He refused to translate the fact Sujaria worked on a plantation. He explained it would damage the family’s caste (class) if such things were discussed. For Indo-Caribbeans, systems like caste were lost once our ancestors were relocated to the Caribbean. There was little way to enforce and uphold these systems. India’s caste system has been criticized as a means of enforcing systemic classism and discrimination.

Bahadur explained that since writing “Coolie Woman” she has been pulled into a new age movement of “Coolitude” that inspired many Indo-Caribbeans to reclaim the word “coolie" which means unskilled laborer or servant. But her own use of the word in the book's title came from her interest in the metaphorical possibilities it held, not in making a statement.

“Whenever I heard that phrase in my family or in Guyana it wasn’t derogatory. It was a word that invoked struggle, hardship, burdens and the burdens in particular that women in our history have had to shoulder.”

Since “Coolie Woman,” Bahadur has continued her work on migration within the Indo-Guyanese community.
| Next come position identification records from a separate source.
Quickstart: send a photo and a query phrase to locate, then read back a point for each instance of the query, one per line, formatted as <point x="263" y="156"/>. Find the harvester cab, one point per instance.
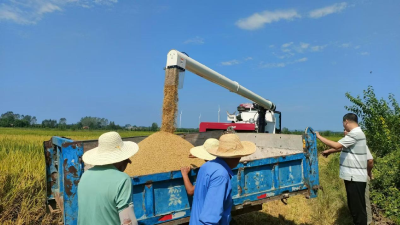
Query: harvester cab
<point x="248" y="113"/>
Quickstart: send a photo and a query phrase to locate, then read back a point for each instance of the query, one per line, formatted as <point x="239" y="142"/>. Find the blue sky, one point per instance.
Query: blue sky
<point x="105" y="58"/>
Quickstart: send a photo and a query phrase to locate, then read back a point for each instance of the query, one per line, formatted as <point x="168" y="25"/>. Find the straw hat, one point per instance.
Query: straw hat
<point x="230" y="146"/>
<point x="111" y="149"/>
<point x="201" y="151"/>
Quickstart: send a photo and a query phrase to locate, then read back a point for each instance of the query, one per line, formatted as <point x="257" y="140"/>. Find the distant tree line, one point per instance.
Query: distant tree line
<point x="11" y="119"/>
<point x="323" y="133"/>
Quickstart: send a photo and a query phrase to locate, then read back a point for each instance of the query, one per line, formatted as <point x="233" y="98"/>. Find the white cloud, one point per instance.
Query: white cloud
<point x="196" y="40"/>
<point x="272" y="65"/>
<point x="282" y="64"/>
<point x="304" y="45"/>
<point x="32" y="11"/>
<point x="230" y="63"/>
<point x="301" y="60"/>
<point x="48" y="8"/>
<point x="257" y="20"/>
<point x="317" y="48"/>
<point x="335" y="8"/>
<point x="345" y="45"/>
<point x="287" y="45"/>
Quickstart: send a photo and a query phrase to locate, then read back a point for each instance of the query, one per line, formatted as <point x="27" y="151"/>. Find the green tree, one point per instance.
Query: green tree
<point x="380" y="120"/>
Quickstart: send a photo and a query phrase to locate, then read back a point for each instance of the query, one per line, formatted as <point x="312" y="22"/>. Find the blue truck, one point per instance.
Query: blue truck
<point x="283" y="165"/>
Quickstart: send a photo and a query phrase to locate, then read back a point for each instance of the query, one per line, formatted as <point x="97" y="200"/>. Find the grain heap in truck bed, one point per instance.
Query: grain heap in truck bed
<point x="161" y="152"/>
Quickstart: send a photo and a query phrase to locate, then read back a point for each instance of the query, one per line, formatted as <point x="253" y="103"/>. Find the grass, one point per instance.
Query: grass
<point x="22" y="172"/>
<point x="22" y="184"/>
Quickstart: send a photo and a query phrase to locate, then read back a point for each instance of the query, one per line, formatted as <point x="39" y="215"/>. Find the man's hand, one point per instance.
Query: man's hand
<point x="185" y="170"/>
<point x="326" y="153"/>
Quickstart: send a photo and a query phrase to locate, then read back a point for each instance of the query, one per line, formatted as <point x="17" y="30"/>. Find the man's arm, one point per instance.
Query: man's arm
<point x="188" y="185"/>
<point x="332" y="144"/>
<point x="213" y="207"/>
<point x="370" y="165"/>
<point x="326" y="153"/>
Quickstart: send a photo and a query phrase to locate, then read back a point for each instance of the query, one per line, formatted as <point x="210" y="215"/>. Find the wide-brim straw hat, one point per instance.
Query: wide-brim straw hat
<point x="111" y="149"/>
<point x="201" y="151"/>
<point x="230" y="146"/>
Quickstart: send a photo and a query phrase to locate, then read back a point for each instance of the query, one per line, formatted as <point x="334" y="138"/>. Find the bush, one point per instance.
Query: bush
<point x="380" y="121"/>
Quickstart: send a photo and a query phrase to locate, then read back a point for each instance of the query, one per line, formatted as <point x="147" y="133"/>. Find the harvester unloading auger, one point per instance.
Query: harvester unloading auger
<point x="253" y="118"/>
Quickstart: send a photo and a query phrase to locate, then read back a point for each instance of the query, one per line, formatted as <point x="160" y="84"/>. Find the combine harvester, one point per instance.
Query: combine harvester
<point x="283" y="165"/>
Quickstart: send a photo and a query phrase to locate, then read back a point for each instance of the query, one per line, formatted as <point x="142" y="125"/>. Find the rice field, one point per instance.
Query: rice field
<point x="22" y="185"/>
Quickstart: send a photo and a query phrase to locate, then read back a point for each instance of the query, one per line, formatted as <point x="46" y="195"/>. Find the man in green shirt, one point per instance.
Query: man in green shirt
<point x="105" y="191"/>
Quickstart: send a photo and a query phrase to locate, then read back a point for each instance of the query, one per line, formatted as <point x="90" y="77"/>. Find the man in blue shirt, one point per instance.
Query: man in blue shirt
<point x="212" y="201"/>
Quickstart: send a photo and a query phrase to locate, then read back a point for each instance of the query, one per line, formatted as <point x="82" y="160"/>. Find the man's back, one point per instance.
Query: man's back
<point x="212" y="201"/>
<point x="103" y="192"/>
<point x="353" y="158"/>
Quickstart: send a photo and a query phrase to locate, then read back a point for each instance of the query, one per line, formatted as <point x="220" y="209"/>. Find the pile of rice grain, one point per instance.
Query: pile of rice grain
<point x="170" y="103"/>
<point x="161" y="152"/>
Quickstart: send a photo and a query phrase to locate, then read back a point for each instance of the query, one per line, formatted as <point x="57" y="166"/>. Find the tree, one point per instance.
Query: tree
<point x="62" y="121"/>
<point x="154" y="126"/>
<point x="380" y="121"/>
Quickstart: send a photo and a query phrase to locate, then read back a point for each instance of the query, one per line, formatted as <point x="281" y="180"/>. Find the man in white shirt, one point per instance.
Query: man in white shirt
<point x="353" y="166"/>
<point x="370" y="165"/>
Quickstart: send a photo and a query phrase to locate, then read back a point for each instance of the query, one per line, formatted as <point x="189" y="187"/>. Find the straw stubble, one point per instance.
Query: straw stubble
<point x="161" y="152"/>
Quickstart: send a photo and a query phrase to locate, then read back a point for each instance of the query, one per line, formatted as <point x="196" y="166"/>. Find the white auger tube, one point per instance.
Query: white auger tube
<point x="176" y="59"/>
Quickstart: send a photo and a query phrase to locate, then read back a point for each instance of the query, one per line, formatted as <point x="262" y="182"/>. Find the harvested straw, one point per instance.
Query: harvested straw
<point x="161" y="152"/>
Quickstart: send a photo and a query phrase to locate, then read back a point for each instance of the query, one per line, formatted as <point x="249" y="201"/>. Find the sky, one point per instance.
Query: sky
<point x="105" y="58"/>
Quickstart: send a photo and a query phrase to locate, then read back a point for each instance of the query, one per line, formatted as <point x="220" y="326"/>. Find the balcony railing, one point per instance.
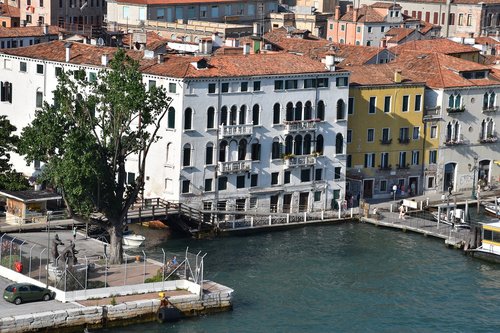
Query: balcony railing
<point x="404" y="141"/>
<point x="235" y="166"/>
<point x="300" y="125"/>
<point x="385" y="141"/>
<point x="235" y="130"/>
<point x="299" y="161"/>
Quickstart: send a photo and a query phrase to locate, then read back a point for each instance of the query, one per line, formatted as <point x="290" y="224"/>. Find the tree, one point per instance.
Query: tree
<point x="86" y="136"/>
<point x="9" y="178"/>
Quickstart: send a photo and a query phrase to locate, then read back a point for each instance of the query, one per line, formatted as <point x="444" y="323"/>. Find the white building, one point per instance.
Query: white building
<point x="244" y="131"/>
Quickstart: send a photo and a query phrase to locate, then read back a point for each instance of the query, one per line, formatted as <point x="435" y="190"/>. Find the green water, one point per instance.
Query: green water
<point x="343" y="278"/>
In 2020, she began work on a project titled The Things We Carried, the result of an archival creators fellowship she received through the South Asian American Digital Archive. Bahadur’s project explored the things people brought with them when they came to America, what she refers to as “material memory.” She also focused on oral history, finding stories of Guyanese women between 1920-1960. One story highlighted a woman who came to America alone at age eight with someone else’s documents. She revealed this research is also part of the process  for a second book she is working on. The book will in a sense be a sequel to “Coolie Woman,” focusing on the post colonial history of America and Guyana. She explained that the book will follow Guyanese immigrants who went to America in search of “The American Dream,” and tie in the relationship between America and Guyana as well as the political history.
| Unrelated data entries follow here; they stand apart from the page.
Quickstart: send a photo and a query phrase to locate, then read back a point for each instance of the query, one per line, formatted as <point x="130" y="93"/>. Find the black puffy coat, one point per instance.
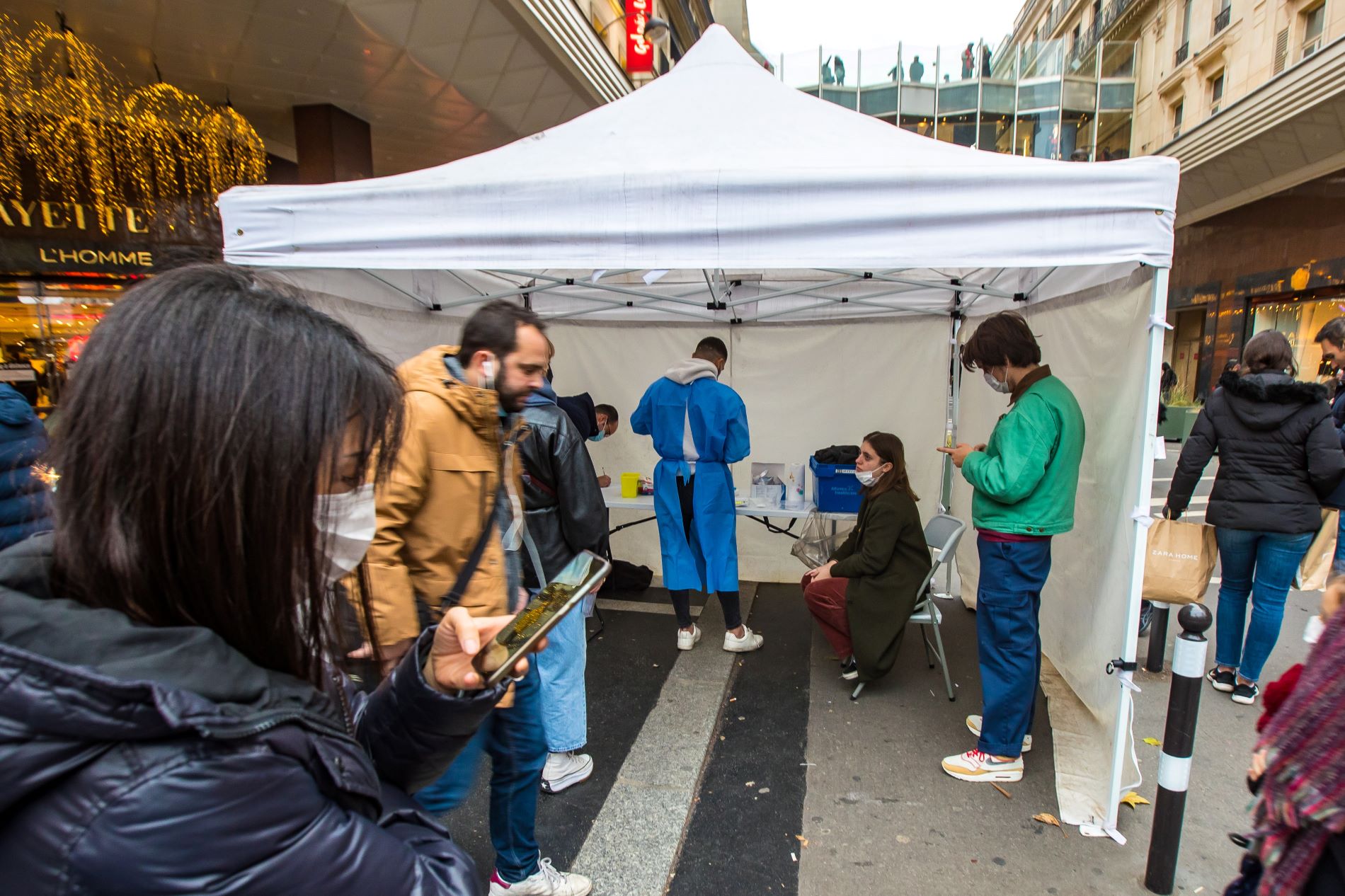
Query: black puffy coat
<point x="147" y="760"/>
<point x="565" y="509"/>
<point x="1278" y="455"/>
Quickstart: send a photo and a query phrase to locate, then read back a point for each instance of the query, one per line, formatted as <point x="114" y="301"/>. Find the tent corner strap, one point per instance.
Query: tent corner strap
<point x="1121" y="665"/>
Bahadur’s work as a journalist is extensive. She has also written the afterwords in “Fault Lines” (Feminist Press, 2020), "I Even Regret Night” (Kaya Press, 2019) and has contributed stories to anthology collections “Go Home!” (The Feminist Press at CUNY, 2018) and “We Mark Your Memory” (SAS Publications, University of London, 2018) amongst others. Her essay “Tales of the Sea” won the New Jersey State Council on the Arts Award for Prose in 2019. Bahadur’s writing has been published in a number of newspapers and online publications such as The Washington Post, The Boston Review and The New York Review of Books. 

To young Caribbean writers looking to share their stories, Bahadur leaves one last thought.

“So many of us are doing it… I feel like the only advice I can give them is to not let anyone sensor their voices or diminish the legitimacy of their stories… but they know it for themselves and they’re doing it.”